Cette année scolaire 2016/2017 sera la dernière de l’Ecole supérieure du professorat et de l’éducation (Espé, ex-IUFM) sur le site Jean-Jaurès. Mais ce lieu emblématique ne restera pas inoccupé bien longtemps puisque le Conseil départemental a prévu d’y installer un Campus numérique dès la rentrée prochaine. « Le Lot-et-Garonne est pleinement rentré dans la révolution du numérique. Les créations de l’association Etic 47, du cluster Inoo et la réussite d’entreprises comme JeChange.fr en sont la preuve. Il existe une dynamique qui nous a poussé à prendre cette initiative », explique Pierre Camani, le président du Département.
Cette structure sera basée sur des filières de formation aux outils digitaux comme In’Tech Info, déjà sur place, un centre de recherche et développement ainsi qu’une pépinière pour couver des start-up et « des jeunes qui ont des idées innovantes ». Cela ne vous rappelle rien ? « Notre modèle n’est autre que l’Agropole », affirme Pierre Camani.

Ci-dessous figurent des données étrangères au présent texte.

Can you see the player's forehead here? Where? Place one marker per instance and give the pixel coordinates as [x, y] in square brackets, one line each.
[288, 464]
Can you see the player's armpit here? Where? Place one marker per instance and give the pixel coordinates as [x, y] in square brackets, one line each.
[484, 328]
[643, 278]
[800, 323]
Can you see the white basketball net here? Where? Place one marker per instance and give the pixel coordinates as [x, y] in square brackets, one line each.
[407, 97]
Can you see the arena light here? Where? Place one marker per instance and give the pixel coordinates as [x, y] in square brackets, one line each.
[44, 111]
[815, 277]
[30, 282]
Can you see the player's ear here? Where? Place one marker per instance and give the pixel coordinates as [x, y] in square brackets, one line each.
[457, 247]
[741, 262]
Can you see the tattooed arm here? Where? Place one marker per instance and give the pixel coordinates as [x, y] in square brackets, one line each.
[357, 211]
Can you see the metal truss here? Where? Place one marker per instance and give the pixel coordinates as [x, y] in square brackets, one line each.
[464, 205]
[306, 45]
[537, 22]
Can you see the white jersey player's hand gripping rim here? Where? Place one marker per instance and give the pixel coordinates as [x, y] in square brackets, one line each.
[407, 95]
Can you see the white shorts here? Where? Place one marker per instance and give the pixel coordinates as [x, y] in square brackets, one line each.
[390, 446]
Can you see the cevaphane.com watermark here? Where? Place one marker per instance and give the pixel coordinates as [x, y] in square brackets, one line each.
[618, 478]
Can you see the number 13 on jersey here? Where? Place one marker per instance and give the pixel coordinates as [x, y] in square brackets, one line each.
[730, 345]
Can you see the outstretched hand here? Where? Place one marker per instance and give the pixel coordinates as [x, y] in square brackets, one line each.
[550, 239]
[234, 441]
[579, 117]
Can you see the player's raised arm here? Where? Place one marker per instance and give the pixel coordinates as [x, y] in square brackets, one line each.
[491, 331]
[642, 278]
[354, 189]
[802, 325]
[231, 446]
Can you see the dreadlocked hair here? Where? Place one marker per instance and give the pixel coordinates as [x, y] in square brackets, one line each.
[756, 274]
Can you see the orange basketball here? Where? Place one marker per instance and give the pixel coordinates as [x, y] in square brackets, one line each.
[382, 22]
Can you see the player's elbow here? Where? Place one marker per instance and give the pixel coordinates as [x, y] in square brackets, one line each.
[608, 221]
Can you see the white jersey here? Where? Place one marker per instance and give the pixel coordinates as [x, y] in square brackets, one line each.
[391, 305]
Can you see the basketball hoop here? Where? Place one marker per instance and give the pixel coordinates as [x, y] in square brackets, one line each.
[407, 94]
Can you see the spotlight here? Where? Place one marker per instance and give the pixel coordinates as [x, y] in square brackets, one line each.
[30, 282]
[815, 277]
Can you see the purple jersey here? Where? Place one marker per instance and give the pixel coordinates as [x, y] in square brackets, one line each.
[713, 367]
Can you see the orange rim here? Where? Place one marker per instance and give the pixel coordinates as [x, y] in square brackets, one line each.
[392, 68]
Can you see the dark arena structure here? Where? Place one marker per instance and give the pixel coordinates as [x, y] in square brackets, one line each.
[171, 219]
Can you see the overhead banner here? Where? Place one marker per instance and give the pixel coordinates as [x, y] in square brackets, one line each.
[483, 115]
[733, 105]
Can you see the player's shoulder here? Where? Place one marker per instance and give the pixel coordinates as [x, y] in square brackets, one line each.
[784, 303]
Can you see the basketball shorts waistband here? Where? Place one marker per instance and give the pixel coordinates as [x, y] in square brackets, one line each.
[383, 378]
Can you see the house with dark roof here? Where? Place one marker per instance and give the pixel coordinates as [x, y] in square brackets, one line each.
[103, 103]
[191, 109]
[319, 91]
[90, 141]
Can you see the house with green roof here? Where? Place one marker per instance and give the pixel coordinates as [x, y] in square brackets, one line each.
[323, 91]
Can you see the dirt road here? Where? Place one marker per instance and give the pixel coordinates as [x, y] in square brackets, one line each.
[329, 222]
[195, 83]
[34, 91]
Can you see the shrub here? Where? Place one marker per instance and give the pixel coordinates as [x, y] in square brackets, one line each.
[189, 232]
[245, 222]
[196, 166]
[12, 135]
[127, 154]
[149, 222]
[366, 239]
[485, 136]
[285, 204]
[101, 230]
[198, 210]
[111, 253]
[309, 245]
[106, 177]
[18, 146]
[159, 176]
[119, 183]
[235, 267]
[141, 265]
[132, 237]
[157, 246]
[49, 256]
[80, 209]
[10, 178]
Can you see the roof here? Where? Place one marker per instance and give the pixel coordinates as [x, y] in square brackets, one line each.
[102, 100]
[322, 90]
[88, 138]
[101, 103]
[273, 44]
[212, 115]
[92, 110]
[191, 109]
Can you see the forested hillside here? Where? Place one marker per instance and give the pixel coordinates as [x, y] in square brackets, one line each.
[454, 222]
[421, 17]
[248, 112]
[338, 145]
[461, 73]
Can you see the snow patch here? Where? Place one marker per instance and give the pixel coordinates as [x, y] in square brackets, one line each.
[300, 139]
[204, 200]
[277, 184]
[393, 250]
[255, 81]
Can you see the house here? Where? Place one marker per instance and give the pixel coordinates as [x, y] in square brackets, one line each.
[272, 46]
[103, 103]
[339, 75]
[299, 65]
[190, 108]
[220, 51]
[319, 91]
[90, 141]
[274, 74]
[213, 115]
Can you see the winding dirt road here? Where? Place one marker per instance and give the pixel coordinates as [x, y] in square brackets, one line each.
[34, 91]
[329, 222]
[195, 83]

L’analogie ne s’arrête pas là puisqu’un concours national de la création d’entreprises numériques sera aussi créé. Un environnement favorable à l’émergence de « d’une nouvelle génération d’entrepreneurs » qui doit devenir « le nouveau vecteur d’attractivité et de dynamisme du Lot-et-Garonne ».  « On veut démontrer que la ruralité et le numérique sont deux choses qui vont très bien ensemble », poursuit Guillaume Maison, président d’Inoo.

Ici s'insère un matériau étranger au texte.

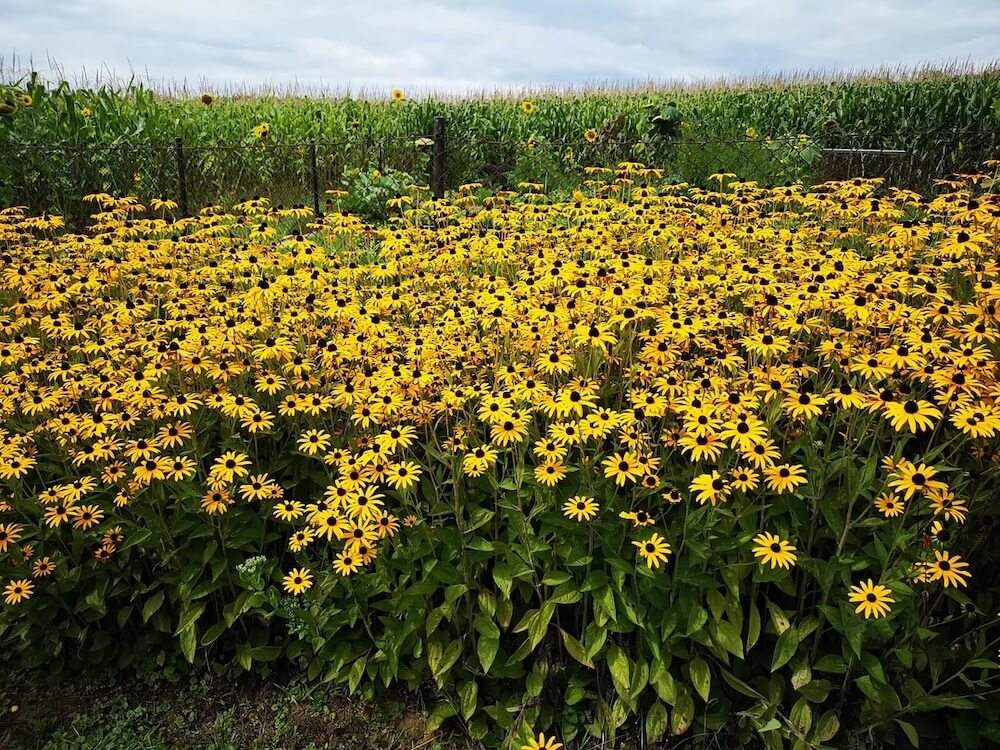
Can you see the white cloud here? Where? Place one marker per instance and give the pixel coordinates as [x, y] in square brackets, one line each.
[455, 45]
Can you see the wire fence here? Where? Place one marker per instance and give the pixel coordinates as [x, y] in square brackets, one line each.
[55, 177]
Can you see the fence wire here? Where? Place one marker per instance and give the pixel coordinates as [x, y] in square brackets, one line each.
[55, 177]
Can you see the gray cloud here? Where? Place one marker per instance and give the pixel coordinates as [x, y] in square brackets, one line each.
[454, 45]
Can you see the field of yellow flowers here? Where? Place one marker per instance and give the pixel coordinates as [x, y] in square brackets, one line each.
[654, 459]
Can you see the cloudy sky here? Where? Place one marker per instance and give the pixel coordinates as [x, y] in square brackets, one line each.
[458, 45]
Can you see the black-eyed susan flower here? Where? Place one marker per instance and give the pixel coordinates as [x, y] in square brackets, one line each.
[784, 478]
[890, 505]
[950, 569]
[581, 508]
[18, 591]
[654, 550]
[347, 562]
[772, 550]
[542, 743]
[710, 488]
[622, 467]
[873, 599]
[909, 478]
[297, 581]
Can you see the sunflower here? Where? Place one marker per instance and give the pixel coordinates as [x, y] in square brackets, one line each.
[581, 508]
[654, 550]
[873, 599]
[774, 551]
[298, 581]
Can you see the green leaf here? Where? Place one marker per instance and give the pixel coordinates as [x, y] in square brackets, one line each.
[487, 649]
[784, 649]
[725, 635]
[212, 634]
[827, 727]
[683, 713]
[576, 649]
[701, 677]
[243, 657]
[618, 664]
[189, 640]
[190, 617]
[447, 659]
[801, 716]
[753, 628]
[442, 712]
[468, 691]
[152, 605]
[910, 731]
[540, 624]
[656, 721]
[485, 626]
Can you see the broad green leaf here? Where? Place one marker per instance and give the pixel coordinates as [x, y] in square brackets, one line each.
[784, 649]
[656, 721]
[576, 649]
[701, 677]
[487, 649]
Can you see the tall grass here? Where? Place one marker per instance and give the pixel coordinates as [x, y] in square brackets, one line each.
[942, 117]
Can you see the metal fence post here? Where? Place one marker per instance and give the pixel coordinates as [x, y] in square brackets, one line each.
[438, 160]
[181, 177]
[314, 175]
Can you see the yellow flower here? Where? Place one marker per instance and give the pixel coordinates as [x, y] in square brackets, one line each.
[774, 551]
[542, 743]
[950, 569]
[873, 599]
[18, 591]
[654, 550]
[581, 508]
[298, 581]
[550, 473]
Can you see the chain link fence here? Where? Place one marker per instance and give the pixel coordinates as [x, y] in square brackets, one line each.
[55, 177]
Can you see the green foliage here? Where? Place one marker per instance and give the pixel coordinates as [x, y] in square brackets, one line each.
[121, 140]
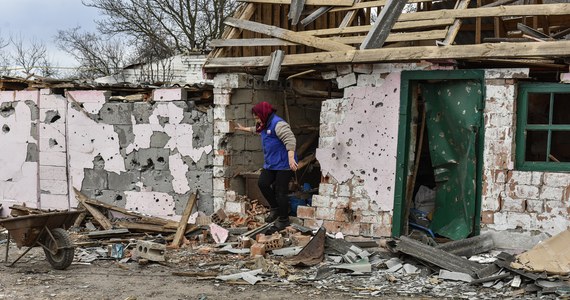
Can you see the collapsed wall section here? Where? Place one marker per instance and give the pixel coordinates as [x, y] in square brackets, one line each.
[18, 149]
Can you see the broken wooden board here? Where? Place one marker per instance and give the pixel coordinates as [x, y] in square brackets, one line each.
[501, 50]
[437, 257]
[184, 220]
[551, 256]
[303, 39]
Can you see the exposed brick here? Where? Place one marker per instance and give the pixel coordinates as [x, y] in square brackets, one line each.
[551, 193]
[300, 240]
[325, 213]
[257, 249]
[306, 212]
[487, 217]
[525, 192]
[557, 179]
[515, 205]
[535, 206]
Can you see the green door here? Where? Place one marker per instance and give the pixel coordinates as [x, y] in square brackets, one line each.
[453, 119]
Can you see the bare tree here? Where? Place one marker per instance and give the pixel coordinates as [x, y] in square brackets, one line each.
[4, 57]
[97, 55]
[31, 57]
[174, 26]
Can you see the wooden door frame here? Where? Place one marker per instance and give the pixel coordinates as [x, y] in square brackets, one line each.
[408, 78]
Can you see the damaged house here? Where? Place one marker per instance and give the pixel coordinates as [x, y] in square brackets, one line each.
[450, 114]
[453, 115]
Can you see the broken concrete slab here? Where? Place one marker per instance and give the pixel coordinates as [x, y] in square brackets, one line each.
[218, 233]
[470, 246]
[249, 276]
[437, 257]
[456, 276]
[360, 267]
[150, 250]
[551, 256]
[311, 254]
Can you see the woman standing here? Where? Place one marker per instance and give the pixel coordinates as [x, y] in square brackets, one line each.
[278, 143]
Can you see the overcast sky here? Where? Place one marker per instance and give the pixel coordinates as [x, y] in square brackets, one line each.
[42, 19]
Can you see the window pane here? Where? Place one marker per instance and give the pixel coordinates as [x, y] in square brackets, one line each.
[561, 109]
[538, 108]
[536, 145]
[560, 149]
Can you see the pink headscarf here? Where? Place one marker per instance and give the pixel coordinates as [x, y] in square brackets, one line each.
[263, 110]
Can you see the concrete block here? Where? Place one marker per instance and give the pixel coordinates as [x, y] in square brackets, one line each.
[257, 249]
[54, 187]
[53, 173]
[158, 181]
[329, 75]
[346, 80]
[48, 201]
[306, 212]
[362, 68]
[125, 181]
[150, 250]
[233, 80]
[95, 179]
[344, 69]
[169, 94]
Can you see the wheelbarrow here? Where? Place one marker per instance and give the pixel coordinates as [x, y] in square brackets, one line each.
[46, 230]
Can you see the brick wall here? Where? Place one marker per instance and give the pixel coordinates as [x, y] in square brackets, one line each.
[512, 199]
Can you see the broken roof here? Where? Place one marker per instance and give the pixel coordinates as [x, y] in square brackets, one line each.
[324, 32]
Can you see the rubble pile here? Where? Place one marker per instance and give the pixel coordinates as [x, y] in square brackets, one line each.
[234, 249]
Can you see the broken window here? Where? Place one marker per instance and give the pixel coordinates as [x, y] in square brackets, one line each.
[543, 128]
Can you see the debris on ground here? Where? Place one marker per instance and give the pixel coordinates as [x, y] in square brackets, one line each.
[234, 249]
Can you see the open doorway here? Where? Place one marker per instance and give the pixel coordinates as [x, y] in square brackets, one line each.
[438, 181]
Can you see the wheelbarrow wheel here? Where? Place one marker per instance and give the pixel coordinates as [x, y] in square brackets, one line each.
[65, 251]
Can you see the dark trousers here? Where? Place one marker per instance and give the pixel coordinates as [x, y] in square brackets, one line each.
[274, 185]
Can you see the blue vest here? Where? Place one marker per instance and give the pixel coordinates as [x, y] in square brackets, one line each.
[274, 151]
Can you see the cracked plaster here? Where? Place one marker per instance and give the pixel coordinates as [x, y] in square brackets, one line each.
[365, 144]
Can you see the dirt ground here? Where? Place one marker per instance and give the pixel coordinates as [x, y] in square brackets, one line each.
[33, 278]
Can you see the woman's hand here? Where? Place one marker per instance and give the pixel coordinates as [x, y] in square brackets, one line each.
[242, 128]
[292, 162]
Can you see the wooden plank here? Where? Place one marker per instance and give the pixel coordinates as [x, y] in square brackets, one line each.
[307, 2]
[398, 37]
[97, 215]
[144, 227]
[184, 220]
[295, 11]
[500, 50]
[230, 33]
[250, 43]
[289, 35]
[503, 11]
[454, 29]
[422, 24]
[376, 37]
[370, 4]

Cette action, avant tout collective, a permis de réunir de nombreux acteurs. Outre le CD47, les chambres consulaires (CCI et CMA) sont impliquées, au même titre que la Région, les trois communautés d’agglomération du département, Inoo, In’Tech Info, Etic 47, le lycée de Baudre, Canti’net, La Fontaine, Agenux et C2RT . Mais aussi ambitieux soit-il, le Campus numérique 47 se fera tout de même « à moindre coût ». La formation des profs étant relocalisée sur le campus Michel Serres, le « recyclage » de l’ex-Ecole normale a été retenu. 8000 m2 à occuper à proximité de la gare et du centre-ville. « On peut estimer les coûts d’aménagement entre 2 et 4 millions d’euros, précise Pierre Camani. C’est mineur par rapport à la création de bâtiments neufs. » La première étape sera la constitution le mois prochain d’une association de préfiguration qui aura un an pour « porter le projet d’une technopole dédiée à la transition numérique tant pour les acteurs publics que privés ».